Environments Variables#
XINFERENCE_ENDPOINT#
Endpoint of Xinference, used to connect to Xinference service. Default value is http://127.0.0.1:9997 , you can get it through logs.
XINFERENCE_MODEL_SRC#
Modelhub used for downloading models. Default is “huggingface”, or you can set “modelscope” as downloading source.
XINFERENCE_HOME#
By default, Xinference uses <HOME>/.xinference as home path to store
necessary files such as logs and models, where <HOME> is the home
path of current user. You can change this directory by configuring this environment
variable.
XINFERENCE_HEALTH_CHECK_FAILURE_THRESHOLD#
The maximum number of failed health checks tolerated at Xinference startup. Default value is 5.
XINFERENCE_HEALTH_CHECK_INTERVAL#
Health check interval (seconds) at Xinference startup. Default value is 5.
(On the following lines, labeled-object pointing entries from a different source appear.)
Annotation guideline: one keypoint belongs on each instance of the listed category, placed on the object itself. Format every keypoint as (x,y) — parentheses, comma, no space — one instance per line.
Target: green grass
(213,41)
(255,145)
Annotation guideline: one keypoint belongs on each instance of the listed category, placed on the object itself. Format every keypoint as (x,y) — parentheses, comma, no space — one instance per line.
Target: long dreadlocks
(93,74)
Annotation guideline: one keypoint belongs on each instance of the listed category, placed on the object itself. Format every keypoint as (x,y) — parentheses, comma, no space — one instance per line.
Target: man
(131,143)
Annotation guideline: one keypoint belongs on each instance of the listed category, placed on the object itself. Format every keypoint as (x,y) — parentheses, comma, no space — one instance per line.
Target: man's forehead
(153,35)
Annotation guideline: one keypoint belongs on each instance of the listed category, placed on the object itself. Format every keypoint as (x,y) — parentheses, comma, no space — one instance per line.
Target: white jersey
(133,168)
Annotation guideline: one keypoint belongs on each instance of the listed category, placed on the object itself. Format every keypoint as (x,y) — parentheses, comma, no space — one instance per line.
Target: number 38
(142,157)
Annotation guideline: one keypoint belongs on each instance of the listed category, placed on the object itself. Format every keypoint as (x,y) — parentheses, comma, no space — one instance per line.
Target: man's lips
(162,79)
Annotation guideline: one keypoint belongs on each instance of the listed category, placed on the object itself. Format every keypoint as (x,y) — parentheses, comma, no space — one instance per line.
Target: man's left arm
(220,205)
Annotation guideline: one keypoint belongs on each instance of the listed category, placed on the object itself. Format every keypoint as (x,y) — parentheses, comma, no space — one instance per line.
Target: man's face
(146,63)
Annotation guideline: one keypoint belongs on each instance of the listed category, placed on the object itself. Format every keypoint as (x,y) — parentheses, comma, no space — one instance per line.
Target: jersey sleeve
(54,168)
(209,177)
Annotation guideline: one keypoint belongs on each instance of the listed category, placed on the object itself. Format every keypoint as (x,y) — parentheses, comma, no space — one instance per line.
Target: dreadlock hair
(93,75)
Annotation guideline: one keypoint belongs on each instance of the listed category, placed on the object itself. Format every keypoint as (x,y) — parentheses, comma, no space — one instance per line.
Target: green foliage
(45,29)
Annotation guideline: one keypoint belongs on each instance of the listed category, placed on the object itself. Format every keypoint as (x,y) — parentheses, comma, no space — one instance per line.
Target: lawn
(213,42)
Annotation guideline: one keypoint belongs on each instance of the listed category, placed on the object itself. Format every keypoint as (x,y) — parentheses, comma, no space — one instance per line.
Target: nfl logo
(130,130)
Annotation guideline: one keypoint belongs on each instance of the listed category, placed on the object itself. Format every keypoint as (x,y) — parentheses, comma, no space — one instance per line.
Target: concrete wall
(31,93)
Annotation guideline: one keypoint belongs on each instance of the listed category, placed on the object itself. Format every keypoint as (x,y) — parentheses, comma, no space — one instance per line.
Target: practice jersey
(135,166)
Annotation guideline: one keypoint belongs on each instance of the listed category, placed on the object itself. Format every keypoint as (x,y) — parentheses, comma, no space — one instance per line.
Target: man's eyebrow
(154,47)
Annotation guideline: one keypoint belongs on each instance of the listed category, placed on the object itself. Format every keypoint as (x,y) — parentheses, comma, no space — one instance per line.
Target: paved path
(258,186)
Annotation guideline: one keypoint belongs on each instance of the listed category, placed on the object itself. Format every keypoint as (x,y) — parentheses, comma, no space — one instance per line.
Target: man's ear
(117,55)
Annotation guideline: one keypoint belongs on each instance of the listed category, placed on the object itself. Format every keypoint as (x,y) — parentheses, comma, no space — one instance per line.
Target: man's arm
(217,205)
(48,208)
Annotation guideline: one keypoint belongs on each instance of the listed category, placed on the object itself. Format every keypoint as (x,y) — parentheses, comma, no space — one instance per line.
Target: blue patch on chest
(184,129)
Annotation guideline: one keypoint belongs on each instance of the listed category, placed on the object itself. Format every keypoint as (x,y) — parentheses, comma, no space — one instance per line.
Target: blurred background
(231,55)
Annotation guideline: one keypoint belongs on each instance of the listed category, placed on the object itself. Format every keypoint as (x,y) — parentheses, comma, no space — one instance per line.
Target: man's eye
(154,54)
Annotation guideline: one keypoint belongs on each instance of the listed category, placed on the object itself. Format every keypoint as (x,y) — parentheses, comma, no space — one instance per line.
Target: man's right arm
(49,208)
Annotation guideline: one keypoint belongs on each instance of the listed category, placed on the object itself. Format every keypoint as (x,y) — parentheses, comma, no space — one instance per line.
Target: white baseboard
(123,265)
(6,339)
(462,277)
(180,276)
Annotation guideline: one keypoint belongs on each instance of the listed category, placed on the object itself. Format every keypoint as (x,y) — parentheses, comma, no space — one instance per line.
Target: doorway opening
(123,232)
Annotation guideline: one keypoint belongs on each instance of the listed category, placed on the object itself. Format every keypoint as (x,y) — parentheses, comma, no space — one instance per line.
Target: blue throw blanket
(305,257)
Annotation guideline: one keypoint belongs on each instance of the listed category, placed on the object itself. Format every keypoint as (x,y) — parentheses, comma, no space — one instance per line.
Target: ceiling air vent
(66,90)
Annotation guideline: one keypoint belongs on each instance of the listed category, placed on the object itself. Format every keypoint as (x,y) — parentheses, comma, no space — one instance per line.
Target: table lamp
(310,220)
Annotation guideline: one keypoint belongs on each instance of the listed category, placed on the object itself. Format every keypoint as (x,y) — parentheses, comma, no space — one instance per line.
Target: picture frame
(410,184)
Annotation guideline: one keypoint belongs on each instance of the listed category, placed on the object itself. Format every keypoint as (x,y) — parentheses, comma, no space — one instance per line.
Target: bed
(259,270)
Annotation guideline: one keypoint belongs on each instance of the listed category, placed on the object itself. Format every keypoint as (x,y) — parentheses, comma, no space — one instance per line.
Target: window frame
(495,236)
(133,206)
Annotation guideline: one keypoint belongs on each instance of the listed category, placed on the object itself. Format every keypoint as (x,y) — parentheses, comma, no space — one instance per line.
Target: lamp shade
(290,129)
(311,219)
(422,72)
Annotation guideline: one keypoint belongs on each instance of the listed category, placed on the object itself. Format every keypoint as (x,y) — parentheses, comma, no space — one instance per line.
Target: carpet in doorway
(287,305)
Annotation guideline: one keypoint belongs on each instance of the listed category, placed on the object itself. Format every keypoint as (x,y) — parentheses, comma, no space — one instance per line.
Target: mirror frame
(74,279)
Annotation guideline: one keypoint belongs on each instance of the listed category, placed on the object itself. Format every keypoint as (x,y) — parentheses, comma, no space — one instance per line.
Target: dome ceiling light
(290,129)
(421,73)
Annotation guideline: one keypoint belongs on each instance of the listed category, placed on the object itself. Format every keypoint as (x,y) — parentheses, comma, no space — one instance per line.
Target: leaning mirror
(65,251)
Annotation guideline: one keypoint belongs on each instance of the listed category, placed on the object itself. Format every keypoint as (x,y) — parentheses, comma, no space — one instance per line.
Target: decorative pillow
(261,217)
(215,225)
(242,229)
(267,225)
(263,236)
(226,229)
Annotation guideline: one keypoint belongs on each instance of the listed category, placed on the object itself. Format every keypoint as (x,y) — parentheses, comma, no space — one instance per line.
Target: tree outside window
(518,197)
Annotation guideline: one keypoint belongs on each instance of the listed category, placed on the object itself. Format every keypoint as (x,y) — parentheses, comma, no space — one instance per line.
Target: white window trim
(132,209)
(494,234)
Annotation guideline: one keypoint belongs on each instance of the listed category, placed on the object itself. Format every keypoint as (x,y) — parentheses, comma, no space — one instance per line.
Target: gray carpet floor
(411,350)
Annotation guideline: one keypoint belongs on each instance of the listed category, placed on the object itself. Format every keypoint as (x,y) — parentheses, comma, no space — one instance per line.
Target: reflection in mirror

XINFERENCE_HEALTH_CHECK_TIMEOUT#
Health check timeout (seconds) at Xinference startup. Default value is 10.
XINFERENCE_DISABLE_HEALTH_CHECK#
Xinference will automatically report health check at Xinference startup. Setting this environment to 1 can disable health check.
XINFERENCE_DISABLE_METRICS#
Xinference will by default enable the metrics exporter on the supervisor and worker. Setting this environment to 1 will disable the /metrics endpoint on the supervisor and the HTTP service (only provide the /metrics endpoint) on the worker.
XINFERENCE_DOWNLOAD_MAX_ATTEMPTS#
Maximum download retry attempts for model files. Default value is 3.
XINFERENCE_TEXT_TO_IMAGE_BATCHING_SIZE#
Enable continuous batching for text-to-image models by specifying the target image size
(e.g., 1024*1024). Default is unset.
XINFERENCE_SSE_PING_ATTEMPTS_SECONDS#
Server-Sent Events keepalive ping interval (seconds). Default value is 600.
XINFERENCE_MAX_TOKENS#
Global max tokens limit override for requests. Default is unset.
XINFERENCE_ALLOWED_IPS#
Restrict access to specified IPs or CIDR blocks. Default is unset (no restriction).
XINFERENCE_BATCH_SIZE#
Default batch size used by the server when batching is enabled. Default value is 32.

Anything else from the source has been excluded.